I think the accuracy might come into play a little more in programs that are trying to keep music and something else synchronized - over time, even very small error rates accumulate into noticeable quantity. Obviously I'm not trying to address this, as 8 fractional bits is not really "accurate" for such tasks either.
Does this seem eggregious to anyone besides me?
Posted: Mon Nov 22, 2021 4:12 pm
by Ed Minchau
On 11/22/2021 at 2:20 AM, paulscottrobson said:
You could approximate. The tick range isn't going to be that large, I wouldn't have thought. 1/60 (0.016667) is pretty close to 1/16 (0.015625), better done here obviously as 4/256. The error is about 6.5%.
This is a bit high, high enough to be noticeable perhaps, so you could have a fudge factor or factors to add based around a variety of tick rates, given the limited range of tick in practice.

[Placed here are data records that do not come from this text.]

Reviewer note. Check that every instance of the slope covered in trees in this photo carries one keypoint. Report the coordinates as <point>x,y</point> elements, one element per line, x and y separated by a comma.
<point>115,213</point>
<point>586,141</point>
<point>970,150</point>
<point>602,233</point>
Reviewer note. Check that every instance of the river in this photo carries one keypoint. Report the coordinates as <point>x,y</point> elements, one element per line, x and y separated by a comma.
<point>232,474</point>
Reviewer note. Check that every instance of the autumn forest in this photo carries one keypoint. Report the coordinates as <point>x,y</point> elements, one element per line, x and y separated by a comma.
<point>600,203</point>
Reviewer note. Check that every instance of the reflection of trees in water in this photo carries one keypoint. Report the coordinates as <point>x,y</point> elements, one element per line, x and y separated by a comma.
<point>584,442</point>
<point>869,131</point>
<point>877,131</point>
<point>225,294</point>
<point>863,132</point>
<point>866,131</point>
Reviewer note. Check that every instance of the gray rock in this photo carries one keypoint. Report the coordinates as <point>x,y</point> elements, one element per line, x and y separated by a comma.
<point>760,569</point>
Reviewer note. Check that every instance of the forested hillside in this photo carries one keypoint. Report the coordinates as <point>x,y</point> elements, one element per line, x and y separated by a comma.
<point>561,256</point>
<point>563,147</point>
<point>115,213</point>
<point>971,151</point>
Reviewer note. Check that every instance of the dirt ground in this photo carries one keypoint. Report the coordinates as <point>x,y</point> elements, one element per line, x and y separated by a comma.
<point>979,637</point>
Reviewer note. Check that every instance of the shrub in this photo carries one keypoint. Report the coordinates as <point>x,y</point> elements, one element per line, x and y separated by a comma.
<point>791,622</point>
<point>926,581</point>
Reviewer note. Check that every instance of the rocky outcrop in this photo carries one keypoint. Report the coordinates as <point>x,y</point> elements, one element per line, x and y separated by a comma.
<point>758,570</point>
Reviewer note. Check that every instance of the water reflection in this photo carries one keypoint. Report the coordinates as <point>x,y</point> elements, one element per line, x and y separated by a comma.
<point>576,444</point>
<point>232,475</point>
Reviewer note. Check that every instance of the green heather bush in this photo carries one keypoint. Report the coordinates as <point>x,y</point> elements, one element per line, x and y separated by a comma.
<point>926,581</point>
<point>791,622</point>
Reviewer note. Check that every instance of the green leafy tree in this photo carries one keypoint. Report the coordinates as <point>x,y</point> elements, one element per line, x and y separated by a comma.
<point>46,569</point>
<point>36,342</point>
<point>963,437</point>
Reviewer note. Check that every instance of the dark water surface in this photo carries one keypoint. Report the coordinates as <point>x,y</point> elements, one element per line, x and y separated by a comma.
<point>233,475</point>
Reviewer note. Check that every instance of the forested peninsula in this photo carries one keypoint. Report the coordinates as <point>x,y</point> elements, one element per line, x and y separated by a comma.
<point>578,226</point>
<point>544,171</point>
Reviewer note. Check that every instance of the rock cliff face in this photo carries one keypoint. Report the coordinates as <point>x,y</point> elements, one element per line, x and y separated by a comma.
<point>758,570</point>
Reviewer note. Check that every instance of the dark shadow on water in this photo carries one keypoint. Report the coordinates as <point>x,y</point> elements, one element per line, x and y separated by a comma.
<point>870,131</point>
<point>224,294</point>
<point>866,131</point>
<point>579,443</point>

You could knock up some numbers in a spreadsheet and get it near enough for practical purposes.
It's even debatable whether there's any point in representing it as a fixed point fraction, I don't think many people are going to be able to tell a difference of 1-2% in tempo.
You mean 1/64 rather than 1/16, but yeah, this is basically what I was saying (my idea works out to x/64+ x/1024 ~ x/60). Your idea works out to a total of 12 lines of code, just 6 copies of
LSR highbyte
ROR lobyte
So that's 24 bytes, but it could be even more efficient:
LDA lobyte
LSR highbyte
ROR A
LSR highbyte
ROR A
LSR highbyte
ROR A
LSR highbyte
ROR A
LSR highbyte
ROR A
LSR highbyte
ROR A
STA lobyte
that's 22 bytes. Then, to add 1/1024 of the original to the total and get a little closer to 1/60,
LDX highbyte
STX highbyte2
LSR highbyte2
ROR A
LSR highbyte2
ROR A
LSR highbyte2
ROR A
LSR highbyte2
ROR A
CLC
ADC lobyte
STA lobyte
LDA highbyte2
ADC highbyte
STA highbyte
This gets within 0.4% of 1/60 and totals 49 bytes.
Does this seem eggregious to anyone besides me?
Posted: Mon Nov 22, 2021 8:48 pm
by Fabio
maybe you should use the fact that one full bye of movement is free
i'll try this
LDA highb-inp
STA midbyte2
STZ highbyte2 ; because 16:8 is a 24 bit number
lda lobyte-inp
ldy #2
:loop
ASL A
ROL midbyte2
ROL highbyte2
LSR highb-inp
ROR lobyte-inp
DEY
BNE :loop ;given priority on code compactness
CLC
ADC lobyte-inp
STA lobyte2
LDA highb-inp
ADC midbyte2
STA midbyte2
TYA ; same as LDA #0 because now Y is zero
ADC highbyte2
STA highbyte2
RTS
Does this seem eggregious to anyone besides me?
Posted: Tue Nov 23, 2021 12:53 am
by BruceMcF
On 11/22/2021 at 4:20 AM, paulscottrobson said:
You could approximate. The tick range isn't going to be that large, I wouldn't have thought. 1/60 (0.016667) is pretty close to 1/16 (0.015625), better done here obviously as 4/256. The error is about 6.5%.
This is a bit high, high enough to be noticeable perhaps, so you could have a fudge factor or factors to add based around a variety of tick rates, given the limited range of tick in practice. You could knock up some numbers in a spreadsheet and get it near enough for practical purposes.
It's even debatable whether there's any point in representing it as a fixed point fraction, I don't think many people are going to be able to tell a difference of 1-2% in tempo.
1/64 + 1/1024 = 0.0166015625, which is about 0.3% off. That is 4*(1/256) and (1/256)/4.
Does this seem eggregious to anyone besides me?
Posted: Tue Nov 23, 2021 9:35 am
by paulscottrobson
On 11/23/2021 at 12:53 AM, BruceMcF said:
1/64 + 1/1024 = 0.0166015625, which is about 0.3% off. That is 4*(1/256) and (1/256)/4.
As it's a 16 bit value you could probably just divide the upper byte by 1024, which would be >> 8x >> 2 which would be quicker and only marginally less accurate. It might be quicker to decompose the value into 256.a+b , apply your calculation and simplify it. But I've got to go for a flu jab in a minute
?
Does this seem eggregious to anyone besides me?
Posted: Tue Nov 23, 2021 11:43 am
by Ed Minchau
On 11/22/2021 at 5:53 PM, BruceMcF said:
1/64 + 1/1024 = 0.0166015625, which is about 0.3% off. That is 4*(1/256) and (1/256)/4.
That's what my little algorithm above does. The result isn't 16.8, but can be shifted there.